I had the opportunity today to hear from Chenhao Tan, a Ph.D. Candidate in Computer Science at Cornell University who is looking at the dynamics of online social interactions.
In particular, Tan has done a great deal of work around predicting retweet rates for Twitter messages. That is, given two tweets by the same author on the same topic, can you predict which one will be retweeted more?
Interestingly, such pairs of tweets naturally occur frequently on Twitter. For one 2014 study, Tan was able to identify 11,000 pairs of author and topic controlled tweets with different retweet rates.
Through a computational model comparing words used as well as a number of custom features, such as the “informativeness” of a given tweet, Tan was able to build model which could correctly identify which tweet was more popular.
He even created a fun tool that allows you to input your own tweet text to compare which is more likely to be retweeted more.
From all this Twitter data, Tan was also able to compare the language of “successful” tweets to the tweets drawn from Twitter as a whole; as well as compare how these tweets fit into a given poster’s tone.

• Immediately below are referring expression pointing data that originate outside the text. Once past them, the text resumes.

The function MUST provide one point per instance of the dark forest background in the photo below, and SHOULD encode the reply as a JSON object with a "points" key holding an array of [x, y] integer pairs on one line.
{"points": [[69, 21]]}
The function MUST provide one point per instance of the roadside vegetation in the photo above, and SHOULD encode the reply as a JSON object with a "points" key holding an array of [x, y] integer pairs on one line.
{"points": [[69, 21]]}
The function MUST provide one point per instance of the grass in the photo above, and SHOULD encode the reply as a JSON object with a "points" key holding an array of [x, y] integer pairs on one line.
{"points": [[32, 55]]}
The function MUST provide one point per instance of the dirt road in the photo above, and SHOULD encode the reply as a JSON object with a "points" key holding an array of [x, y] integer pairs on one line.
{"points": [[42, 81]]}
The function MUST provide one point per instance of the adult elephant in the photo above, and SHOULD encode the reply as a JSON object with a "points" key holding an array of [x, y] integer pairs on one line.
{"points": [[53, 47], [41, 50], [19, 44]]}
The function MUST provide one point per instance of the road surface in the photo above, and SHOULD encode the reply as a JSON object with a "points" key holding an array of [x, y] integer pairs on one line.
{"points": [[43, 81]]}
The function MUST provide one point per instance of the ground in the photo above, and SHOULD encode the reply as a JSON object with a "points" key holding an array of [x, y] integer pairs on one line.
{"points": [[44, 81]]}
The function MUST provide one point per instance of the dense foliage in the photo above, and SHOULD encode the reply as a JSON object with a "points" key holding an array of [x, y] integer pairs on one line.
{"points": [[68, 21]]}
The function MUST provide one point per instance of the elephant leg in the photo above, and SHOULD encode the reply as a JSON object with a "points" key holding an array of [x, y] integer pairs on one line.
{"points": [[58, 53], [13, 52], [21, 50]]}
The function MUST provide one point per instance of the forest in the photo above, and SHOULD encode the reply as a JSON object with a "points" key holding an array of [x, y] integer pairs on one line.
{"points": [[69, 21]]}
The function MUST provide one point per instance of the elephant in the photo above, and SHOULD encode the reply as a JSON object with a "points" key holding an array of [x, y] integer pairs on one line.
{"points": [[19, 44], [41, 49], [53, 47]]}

Interestingly, Tan found that the best strategy is to “be like the community, be like yourself.” That is – the most successful tweets were not notably divergent from Twitter norms and tended to be in line with the personal style of the original poster.

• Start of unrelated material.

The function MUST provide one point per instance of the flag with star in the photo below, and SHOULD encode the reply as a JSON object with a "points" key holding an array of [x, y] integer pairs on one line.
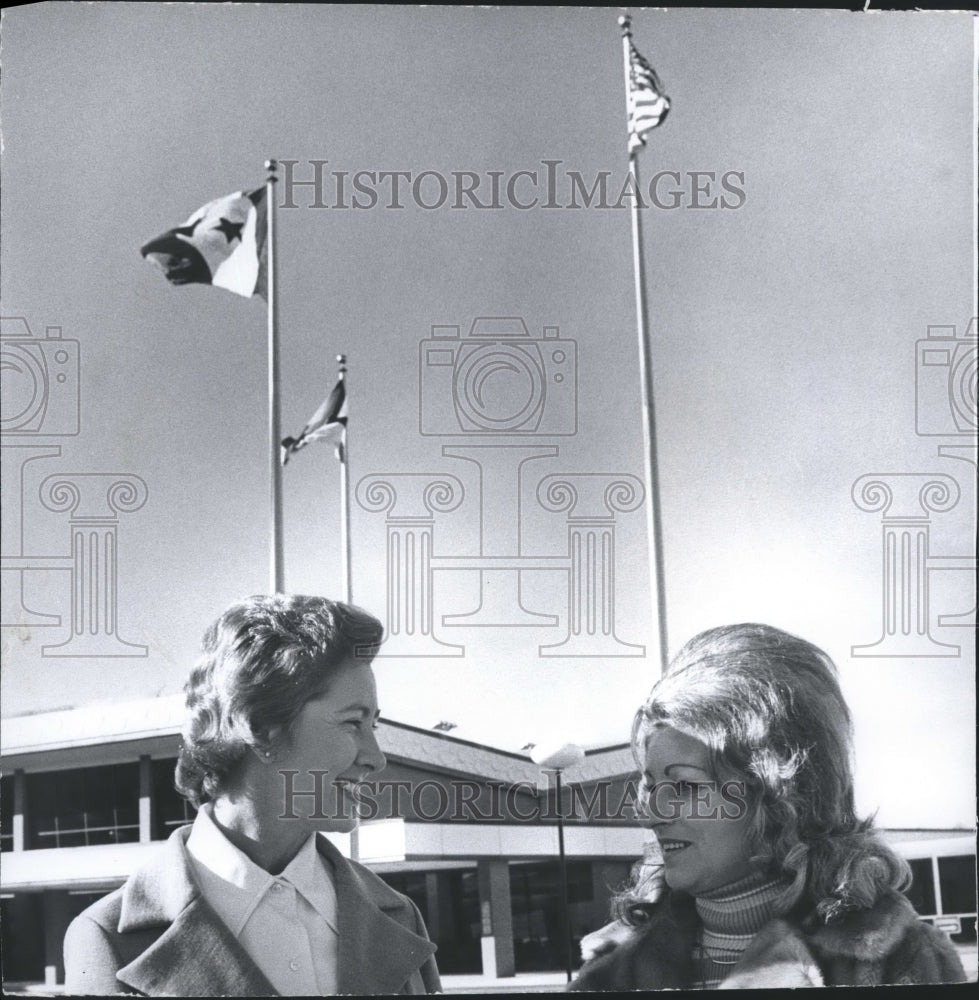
{"points": [[222, 243], [648, 105], [326, 424]]}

Tan interpreted this as a positive finding, indicating that a user doesn’t need to do something special in order to “stand out.” But, such a result to also point to Twitter as an insular community – unable to amplify messages which don’t fit the dominant norm.
And this leads to one of Tan’s broader research questions. Studies like his work around Twitter look at micro-level data; examining words and exploring how individual’s minds are changed. But, as Tan pointed out, the work of studying online communities can also be explored from a broader, macro level: what do healthy, online environments look like and how are they maintained?
There is more work to be done on both of these questions, but Tan’s work an intriguing start.